Python dictionary implementation

http://www.laurentluce.com/posts/python-dictionary-implementation/

August 29, 2011

This post describes how dictionaries are implemented in the Python language.

Dictionaries are indexed by keys and they can be seen as associative arrays. Let’s add 3 key/value pairs to a dictionary:

1 >>> d = {'a': 1, 'b': 2}
2 >>> d['c'] = 3
3 >>> d
4 {'a': 1, 'b': 2, 'c': 3}

The values can be accessed this way:

01 >>> d['a']
02 1
03 >>> d['b']
04 2
05 >>> d['c']
06 3
07 >>> d['d']
08 Traceback (most recent call last):
09   File "<stdin>", line 1, in <module>
10 KeyError: 'd'

The key ‘d’ does not exist so a KeyError exception is raised.

Hash tables

Python dictionaries are implemented using hash tables. It is an array whose indexes are obtained using a hash function on the keys. The goal of a hash function is to distribute the keys evenly in the array. A good hash function minimizes the number of collisions e.g. different keys having the same hash. Python does not have this kind of hash function. Its most important hash functions (for strings and ints) are very regular in common cases:

1 >>> map(hash, (0, 1, 2, 3))
2 [0, 1, 2, 3]
3 >>> map(hash, ("namea""nameb""namec""named"))
4 [-1658398457, -1658398460, -1658398459, -1658398462]

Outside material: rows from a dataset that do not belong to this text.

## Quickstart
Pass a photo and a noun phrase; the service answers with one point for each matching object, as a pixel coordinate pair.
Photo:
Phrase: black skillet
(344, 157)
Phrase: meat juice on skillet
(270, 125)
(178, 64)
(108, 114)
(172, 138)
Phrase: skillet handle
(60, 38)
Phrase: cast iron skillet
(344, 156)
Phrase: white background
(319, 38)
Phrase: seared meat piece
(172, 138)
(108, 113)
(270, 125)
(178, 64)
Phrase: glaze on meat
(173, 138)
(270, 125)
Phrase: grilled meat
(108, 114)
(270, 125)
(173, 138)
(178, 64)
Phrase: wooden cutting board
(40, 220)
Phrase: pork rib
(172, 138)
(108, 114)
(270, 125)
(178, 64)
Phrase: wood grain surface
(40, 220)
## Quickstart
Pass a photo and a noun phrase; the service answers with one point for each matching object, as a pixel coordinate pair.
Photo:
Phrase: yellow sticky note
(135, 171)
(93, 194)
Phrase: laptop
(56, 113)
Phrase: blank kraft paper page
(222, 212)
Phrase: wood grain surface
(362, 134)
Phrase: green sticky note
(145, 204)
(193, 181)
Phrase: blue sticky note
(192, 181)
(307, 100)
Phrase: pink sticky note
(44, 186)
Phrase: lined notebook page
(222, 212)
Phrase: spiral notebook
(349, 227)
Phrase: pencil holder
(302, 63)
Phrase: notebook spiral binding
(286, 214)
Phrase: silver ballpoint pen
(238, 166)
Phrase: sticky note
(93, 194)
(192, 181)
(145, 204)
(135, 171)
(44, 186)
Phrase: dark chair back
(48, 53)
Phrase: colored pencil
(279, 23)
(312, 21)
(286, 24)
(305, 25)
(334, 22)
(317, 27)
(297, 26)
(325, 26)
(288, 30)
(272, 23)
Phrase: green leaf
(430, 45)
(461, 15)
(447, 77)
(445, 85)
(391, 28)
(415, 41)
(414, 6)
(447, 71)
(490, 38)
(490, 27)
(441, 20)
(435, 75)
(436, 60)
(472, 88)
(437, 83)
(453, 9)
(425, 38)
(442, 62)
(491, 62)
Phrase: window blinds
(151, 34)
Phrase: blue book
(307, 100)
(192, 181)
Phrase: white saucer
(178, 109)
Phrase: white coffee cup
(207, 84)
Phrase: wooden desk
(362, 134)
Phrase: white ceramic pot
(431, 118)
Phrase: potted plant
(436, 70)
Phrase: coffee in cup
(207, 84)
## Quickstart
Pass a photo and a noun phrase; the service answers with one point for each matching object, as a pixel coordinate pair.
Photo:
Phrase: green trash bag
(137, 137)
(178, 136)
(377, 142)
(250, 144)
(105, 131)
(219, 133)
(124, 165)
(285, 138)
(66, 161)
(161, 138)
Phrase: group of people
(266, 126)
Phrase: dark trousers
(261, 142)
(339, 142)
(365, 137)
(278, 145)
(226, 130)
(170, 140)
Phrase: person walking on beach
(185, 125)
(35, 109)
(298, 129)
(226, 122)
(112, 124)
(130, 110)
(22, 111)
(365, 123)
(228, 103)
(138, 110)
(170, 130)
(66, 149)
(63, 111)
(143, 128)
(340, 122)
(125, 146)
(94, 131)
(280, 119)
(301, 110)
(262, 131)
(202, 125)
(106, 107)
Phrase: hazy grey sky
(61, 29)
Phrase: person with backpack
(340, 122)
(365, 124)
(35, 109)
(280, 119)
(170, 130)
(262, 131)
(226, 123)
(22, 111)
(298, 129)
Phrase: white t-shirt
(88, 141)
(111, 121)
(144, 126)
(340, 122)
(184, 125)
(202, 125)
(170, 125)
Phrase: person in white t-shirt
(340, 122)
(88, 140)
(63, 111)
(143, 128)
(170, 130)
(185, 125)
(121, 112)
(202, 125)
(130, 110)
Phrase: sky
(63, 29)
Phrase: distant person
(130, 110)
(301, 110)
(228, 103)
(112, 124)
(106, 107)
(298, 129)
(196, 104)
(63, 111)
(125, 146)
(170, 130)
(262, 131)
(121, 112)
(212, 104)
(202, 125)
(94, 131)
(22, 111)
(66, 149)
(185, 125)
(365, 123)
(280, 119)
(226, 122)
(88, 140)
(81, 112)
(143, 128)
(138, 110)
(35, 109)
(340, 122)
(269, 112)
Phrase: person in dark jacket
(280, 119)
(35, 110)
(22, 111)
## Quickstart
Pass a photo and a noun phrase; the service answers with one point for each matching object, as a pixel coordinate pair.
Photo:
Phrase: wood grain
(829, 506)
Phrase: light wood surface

We are going to assume that we are using strings as keys for the rest of this post. The hash function for strings in Python is defined as:

01 arguments: string object
02 returns: hash
03 function string_hash:
04     if hash cached:
05         return it
06     set len to string's length
07     initialize var p pointing to 1st char of string object
08     set x to value pointed by p left shifted by 7 bits
09     while len >= 0:
10         set var x to (1000003 * x) xor value pointed by p
11         increment pointer p
12     set x to x xor length of string object
13     cache x as the hash so we don't need to calculate it again
14     return x as the hash

If you run hash(‘a’) in Python, it will execute string_hash() and return 12416037344. Here we assume we are using a 64-bit machine.

If an array of size x is used to store the key/value pairs then we use a mask equal to x-1 to calculate the slot index of the pair in the array. This makes the computation of the slot index fast. The probability to find an empty slot is high due to the resizing mechanism described below. This means that having a simple computation makes sense in most of the cases. If the size of the array is 8, the index for ‘a’ will be: hash(‘a’) & 7 = 0. The index for ‘b’ is 3, the index for ‘c’ is 2, the index for ‘z’ is 3 which is the same as ‘b’, here we have a collision.

We can see that the Python hash function does a good job when the keys are consecutive which is good because it is quite common to have this type of data to work with. However, once we add the key ‘z’, there is a collision because it is not consecutive enough.

We could use a linked list to store the pairs having the same hash but it would increase the lookup time e.g. not O(1) average anymore. The next section describes the collision resolution method used in the case of Python dictionaries.

Open addressing

Open addressing is a method of collision resolution where probing is used. In case of ‘z’, the slot index 3 is already used in the array so we need to probe for a different index to find one which is not already used. Adding a key/value pair will average O(1) and the lookup operation too.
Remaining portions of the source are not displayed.